Dear Remus,
Hi! It's Sarah Forsythe. I don't know if you remember me -
I stopped writing abruptly and wadded up the letter in frustration. With a flick of my wrist, it joined the three previous attempts in the wastebasket. I yanked my reading glasses off, closed my eyes and ran my fingers through my hair in an effort to stave off my rising irritation. Damn! Why is writing a simple letter so difficult?
Perhaps it was that I hadn't spoken to the recipient in twenty-five years. It was hard to imagine what he might be like now, not having heard from him in so long. Maybe his accidently gifting me with lycanthropy played a role in; not easy to forget something like that. It put a whole new spin on the phrase "that time of the month". Or it could also have been that letter Hogwarts sent years ago, informing me in no uncertain terms that our Muggle-wizard friendship was unsuitable. Without a question of a doubt, though, the difficulty in organizing my thoughts on paper had nothing to do with the fact that Remus Lupin was the first boy I had ever kissed.
I slammed the door shut on that particular memory. Getting caught up in that part of the past was not going to help my present situation. I opened my eyes and decided I had to get out of the room.
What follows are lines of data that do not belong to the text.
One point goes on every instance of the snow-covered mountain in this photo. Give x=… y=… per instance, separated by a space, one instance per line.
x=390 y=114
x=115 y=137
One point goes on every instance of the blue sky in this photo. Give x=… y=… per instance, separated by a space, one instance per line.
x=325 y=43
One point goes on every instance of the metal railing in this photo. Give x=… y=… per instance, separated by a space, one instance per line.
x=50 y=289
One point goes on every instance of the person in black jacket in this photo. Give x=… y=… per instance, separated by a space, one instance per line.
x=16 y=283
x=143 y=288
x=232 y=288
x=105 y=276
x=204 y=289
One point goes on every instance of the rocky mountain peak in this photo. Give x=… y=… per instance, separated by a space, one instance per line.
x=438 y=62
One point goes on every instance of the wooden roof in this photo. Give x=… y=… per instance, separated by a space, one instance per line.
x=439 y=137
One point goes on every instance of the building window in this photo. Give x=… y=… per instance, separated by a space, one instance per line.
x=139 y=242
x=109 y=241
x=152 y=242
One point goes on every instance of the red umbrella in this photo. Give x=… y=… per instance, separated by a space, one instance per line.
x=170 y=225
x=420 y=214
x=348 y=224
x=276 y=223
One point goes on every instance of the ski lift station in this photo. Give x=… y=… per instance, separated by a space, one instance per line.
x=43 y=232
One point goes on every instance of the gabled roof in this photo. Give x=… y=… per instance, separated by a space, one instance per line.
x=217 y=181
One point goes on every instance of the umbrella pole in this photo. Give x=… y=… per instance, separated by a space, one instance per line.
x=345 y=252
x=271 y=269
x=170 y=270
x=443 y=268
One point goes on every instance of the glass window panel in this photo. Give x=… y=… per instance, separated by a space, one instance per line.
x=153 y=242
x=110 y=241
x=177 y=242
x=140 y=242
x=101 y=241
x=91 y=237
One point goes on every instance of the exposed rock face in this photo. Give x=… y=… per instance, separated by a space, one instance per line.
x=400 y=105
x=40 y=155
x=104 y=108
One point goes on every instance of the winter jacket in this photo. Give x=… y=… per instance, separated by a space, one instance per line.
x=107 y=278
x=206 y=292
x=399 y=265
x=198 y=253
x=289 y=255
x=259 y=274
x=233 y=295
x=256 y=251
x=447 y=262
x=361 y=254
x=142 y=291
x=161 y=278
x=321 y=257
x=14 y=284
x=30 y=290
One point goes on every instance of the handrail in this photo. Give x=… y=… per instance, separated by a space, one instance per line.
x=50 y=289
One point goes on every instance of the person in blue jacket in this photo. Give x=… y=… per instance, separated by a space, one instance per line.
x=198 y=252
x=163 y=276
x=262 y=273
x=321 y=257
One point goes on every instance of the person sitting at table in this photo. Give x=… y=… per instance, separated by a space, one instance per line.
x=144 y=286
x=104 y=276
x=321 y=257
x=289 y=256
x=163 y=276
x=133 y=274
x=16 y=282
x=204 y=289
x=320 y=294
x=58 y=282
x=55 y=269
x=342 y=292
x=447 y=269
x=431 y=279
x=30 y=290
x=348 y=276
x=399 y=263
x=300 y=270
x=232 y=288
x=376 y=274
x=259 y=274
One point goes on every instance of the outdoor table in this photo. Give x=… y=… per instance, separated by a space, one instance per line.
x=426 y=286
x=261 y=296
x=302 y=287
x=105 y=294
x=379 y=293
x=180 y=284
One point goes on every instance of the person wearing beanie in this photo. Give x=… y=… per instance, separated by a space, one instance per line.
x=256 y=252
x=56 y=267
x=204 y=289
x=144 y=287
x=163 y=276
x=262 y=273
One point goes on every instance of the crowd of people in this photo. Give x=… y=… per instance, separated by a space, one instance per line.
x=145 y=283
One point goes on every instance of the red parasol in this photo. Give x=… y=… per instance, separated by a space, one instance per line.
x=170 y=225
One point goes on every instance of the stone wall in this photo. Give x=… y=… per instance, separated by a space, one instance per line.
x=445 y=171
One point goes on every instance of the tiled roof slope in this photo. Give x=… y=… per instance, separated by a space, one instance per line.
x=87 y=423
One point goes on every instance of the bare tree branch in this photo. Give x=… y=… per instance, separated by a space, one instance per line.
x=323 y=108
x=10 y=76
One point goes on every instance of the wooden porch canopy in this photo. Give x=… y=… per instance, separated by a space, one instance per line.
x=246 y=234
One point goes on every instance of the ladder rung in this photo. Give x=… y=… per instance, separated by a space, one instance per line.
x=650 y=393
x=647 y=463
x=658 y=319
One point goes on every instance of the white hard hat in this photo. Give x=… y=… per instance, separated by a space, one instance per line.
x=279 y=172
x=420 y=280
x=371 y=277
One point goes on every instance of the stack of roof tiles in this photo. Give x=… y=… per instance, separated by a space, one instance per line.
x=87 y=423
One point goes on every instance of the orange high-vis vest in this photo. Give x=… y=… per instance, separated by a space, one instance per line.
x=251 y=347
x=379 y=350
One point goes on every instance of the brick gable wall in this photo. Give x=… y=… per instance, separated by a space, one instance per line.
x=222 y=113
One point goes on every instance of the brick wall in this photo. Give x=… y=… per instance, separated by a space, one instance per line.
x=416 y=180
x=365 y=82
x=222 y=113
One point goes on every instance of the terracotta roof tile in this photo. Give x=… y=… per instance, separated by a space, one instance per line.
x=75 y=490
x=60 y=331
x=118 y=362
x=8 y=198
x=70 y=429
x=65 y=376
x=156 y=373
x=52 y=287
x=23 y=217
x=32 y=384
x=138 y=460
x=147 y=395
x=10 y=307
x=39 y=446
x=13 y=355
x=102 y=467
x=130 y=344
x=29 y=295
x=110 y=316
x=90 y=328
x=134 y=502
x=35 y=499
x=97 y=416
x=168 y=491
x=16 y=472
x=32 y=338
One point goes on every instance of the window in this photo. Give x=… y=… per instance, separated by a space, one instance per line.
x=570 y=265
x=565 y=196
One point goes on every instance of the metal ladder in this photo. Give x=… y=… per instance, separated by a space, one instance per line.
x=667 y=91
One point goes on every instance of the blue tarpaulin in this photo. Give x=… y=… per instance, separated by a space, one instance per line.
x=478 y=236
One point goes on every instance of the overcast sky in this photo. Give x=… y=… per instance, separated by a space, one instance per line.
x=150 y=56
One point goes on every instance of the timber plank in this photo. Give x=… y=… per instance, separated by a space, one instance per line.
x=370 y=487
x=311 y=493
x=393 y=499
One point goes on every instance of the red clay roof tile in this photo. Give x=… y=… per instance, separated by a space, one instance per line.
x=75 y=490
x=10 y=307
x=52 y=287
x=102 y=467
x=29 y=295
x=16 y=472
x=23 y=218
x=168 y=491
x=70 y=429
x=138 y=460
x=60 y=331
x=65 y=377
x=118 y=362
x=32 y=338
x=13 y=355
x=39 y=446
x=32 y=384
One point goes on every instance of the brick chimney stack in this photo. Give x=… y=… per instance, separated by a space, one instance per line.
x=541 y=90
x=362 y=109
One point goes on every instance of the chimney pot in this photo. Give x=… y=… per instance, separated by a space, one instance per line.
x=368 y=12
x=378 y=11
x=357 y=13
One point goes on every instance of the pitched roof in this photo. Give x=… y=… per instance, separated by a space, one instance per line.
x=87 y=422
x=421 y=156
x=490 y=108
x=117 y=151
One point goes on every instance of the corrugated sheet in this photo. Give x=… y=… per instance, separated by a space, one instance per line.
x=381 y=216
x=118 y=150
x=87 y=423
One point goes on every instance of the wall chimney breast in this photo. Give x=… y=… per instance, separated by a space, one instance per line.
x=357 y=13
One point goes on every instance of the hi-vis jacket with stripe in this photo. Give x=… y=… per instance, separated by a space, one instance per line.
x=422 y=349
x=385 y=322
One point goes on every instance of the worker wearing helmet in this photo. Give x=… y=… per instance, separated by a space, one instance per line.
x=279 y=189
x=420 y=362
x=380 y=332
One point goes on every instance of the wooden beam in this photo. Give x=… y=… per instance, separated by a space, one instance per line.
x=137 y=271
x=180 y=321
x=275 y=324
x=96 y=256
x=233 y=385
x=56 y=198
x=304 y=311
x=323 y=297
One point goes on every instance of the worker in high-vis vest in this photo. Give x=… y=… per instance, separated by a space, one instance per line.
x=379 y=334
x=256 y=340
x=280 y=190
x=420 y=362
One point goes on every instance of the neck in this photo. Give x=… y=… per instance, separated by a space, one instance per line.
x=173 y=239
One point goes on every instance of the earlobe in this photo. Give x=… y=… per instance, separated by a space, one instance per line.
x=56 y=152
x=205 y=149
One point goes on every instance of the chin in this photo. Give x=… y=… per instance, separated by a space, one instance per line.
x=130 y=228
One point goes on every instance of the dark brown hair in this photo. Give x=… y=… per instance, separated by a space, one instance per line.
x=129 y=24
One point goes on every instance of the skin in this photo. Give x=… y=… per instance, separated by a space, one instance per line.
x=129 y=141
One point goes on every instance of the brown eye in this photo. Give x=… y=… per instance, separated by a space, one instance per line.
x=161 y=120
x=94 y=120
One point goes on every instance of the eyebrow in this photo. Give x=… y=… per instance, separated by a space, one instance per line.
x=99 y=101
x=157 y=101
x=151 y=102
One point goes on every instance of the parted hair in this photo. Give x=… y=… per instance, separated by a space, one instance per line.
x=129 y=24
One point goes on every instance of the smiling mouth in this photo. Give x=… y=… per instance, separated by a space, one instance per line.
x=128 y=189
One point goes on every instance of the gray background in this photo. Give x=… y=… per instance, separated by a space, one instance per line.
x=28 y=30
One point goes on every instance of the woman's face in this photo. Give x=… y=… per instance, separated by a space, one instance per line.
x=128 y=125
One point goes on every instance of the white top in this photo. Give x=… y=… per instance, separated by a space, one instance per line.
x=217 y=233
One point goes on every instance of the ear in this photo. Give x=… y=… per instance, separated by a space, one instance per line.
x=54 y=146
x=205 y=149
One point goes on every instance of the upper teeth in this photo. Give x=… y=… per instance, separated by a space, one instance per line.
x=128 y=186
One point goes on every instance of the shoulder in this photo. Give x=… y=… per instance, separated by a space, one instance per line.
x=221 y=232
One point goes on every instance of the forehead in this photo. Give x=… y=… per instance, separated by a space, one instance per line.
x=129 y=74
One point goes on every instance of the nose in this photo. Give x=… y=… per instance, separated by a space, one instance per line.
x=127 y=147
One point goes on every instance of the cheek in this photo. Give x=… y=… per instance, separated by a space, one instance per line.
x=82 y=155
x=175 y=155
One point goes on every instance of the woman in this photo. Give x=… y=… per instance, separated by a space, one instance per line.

It felt too confining and I always thought better when I was moving; jogging preferably, but I hadn't brought any workout clothes. A walk was definitely in order.
Downstairs I asked the bartender if someone could open the door to Diagon Alley for me. Being a werewolf who was also a Mundane, or Muggle as they liked to call us here, had its distinct disadvantages. Although I was touched by magic, I could perform none myself. It made for awkward situations, like just walking into the Leaky Cauldron. Everyone stared, not knowing quite what to do: ignore the Muggle woman in their midst and hope she'd go away on her own or make up a story to convince me that I what I had really intended was to visit the neighboring bookstore and get me out of the wizarding establishment as soon as humanly possible. By turns I found the reactions amusing or downright annoying. It wasn't as if we were a completely different species; Muggles just lacked the necessary inherited trait to perform magic.
It was that trait that I could thank for being able to contract lycanthropy in the first place. What opened the door to magic also left one exposed to other things: enhanced intuition, unusual luck, receptiveness to glimpsing odd things from the corner of one's eyes, and vulnerability to mysterious illnesses, just to name a few. It could skip a few generations, but when you came right down to it one was either born with the trait or not. That meant somewhere in my family tree was a witch or a wizard. After more than ten years of searching, I've yet to found out who it was; I've been thinking lately it might be hidden in the bit of Cheyenne blood I carried.
Needless to say, Muggle werewolves were rare, exceedingly so. To survive the attack of a werewolf was a daunting enough task. Most don't live due to simple blood loss and severity of injuries. For those unfortunate few like me that both survived and ended up infected, it usually took years of lycanthropy simmering in the blood to fully take hold. There was an upside, as impossibly crazy as it might sound that lycanthropy would have any sort of silver lining. It had cured my fibromyalgia, something I had struggled with since childhood.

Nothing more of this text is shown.